A recently completed Collaborative Science, Technology, and Applied Research (CSTAR) project with North Carolina State University and over a half dozen WFOs in the Southeast examined ways to add science and improve inland wind and wind gust forecasts associated with tropical cyclones. One outcome of this project is the development of a GFE methodology in which forecasters create grids of wind reductions (from the NHC TCM guidance) and wind gust factors (applied to the wind to determine the wind gust). This methodology was initially tested last year with limited but favorable results. This approach should result in improved forecasts with better inclusion of science as forecasters now have the opportunity to vary these grids both spatially and temporally, they can now more efficiently collaborate across WFO boundaries resulting in improved consistency, and the grids are persistent from shift to shift. This year, forecasters now have an opportunity to evaluate an experimental bias correction scheme for the NHC TCM product that was developed at NC State. This bias correction attempts to account for systematic biases in the TCM product that become problematic when forecasters downscale the NHC TCM product into 2.5 km2 gridded wind forecasts.

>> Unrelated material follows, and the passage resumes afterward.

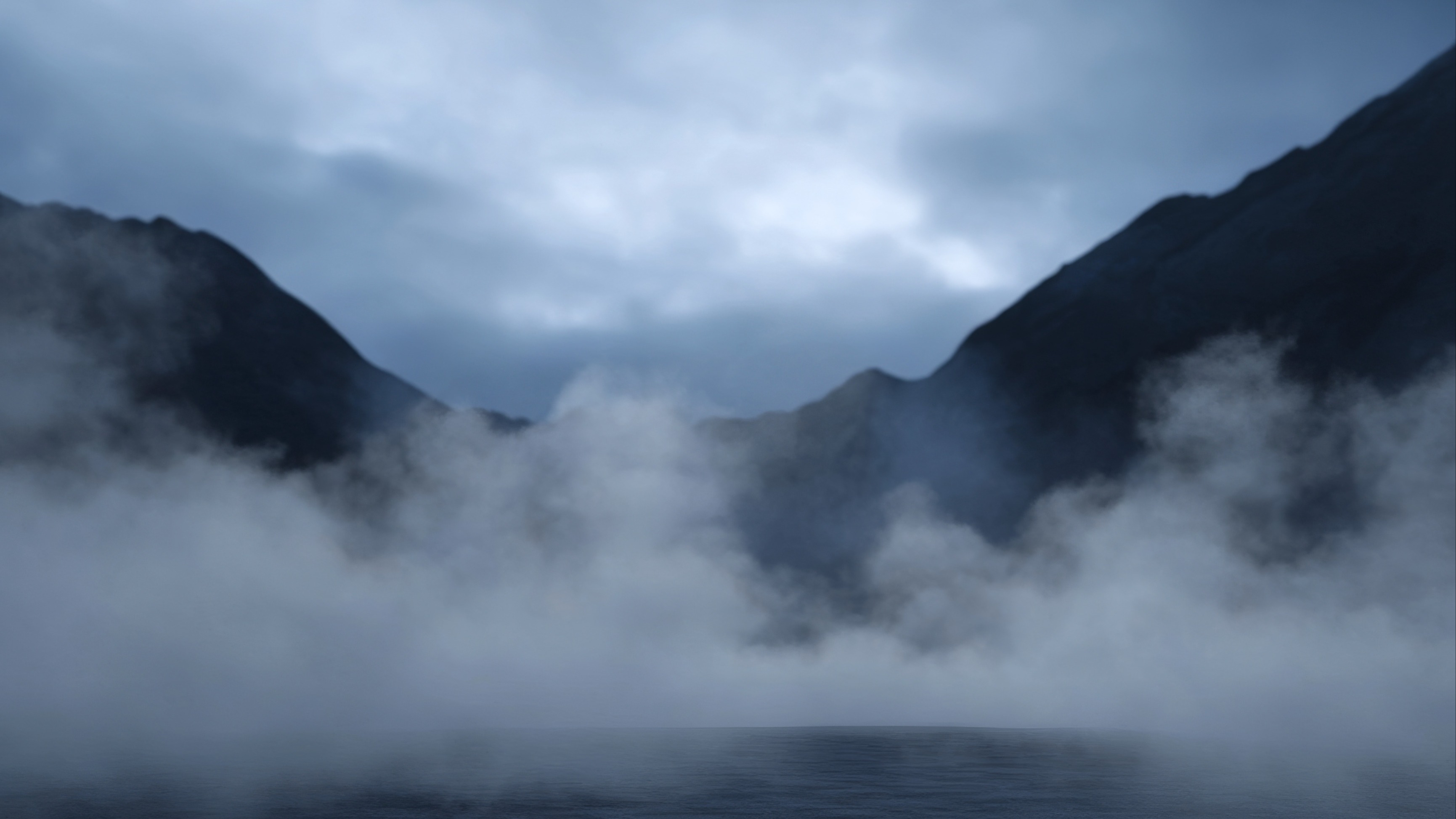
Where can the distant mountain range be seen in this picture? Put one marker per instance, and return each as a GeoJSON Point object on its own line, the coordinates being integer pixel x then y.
{"type": "Point", "coordinates": [190, 325]}
{"type": "Point", "coordinates": [1346, 251]}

These two CSTAR outcomes (the wind reduction methodology and the NC State bias correction) have been incorporated into the TCMWindTool for operational evaluation this year by six NWS Weather Forecast Offices (WFOs) in the Southeast. The development of Tropical Depression One in the Atlantic on Monday evening provided these WFOs with the first opportunity to begin using these CSTAR research to operations deliverables.
The first image below is the wind forecast using these new CSTAR supported techniques to produce a meteorologically sound, consistent forecast by WFOs AKQ, MHX, ILM, and RAH. The second image shows the Wind Reduction Factor grid used by the WFOs to account for the decrease of wind speeds because of friction over land, fetch, air mass stability, and other influences. The ability to edit this reduction factor over time and space and to see the values used by other WFOs is a great asset to the forecaster.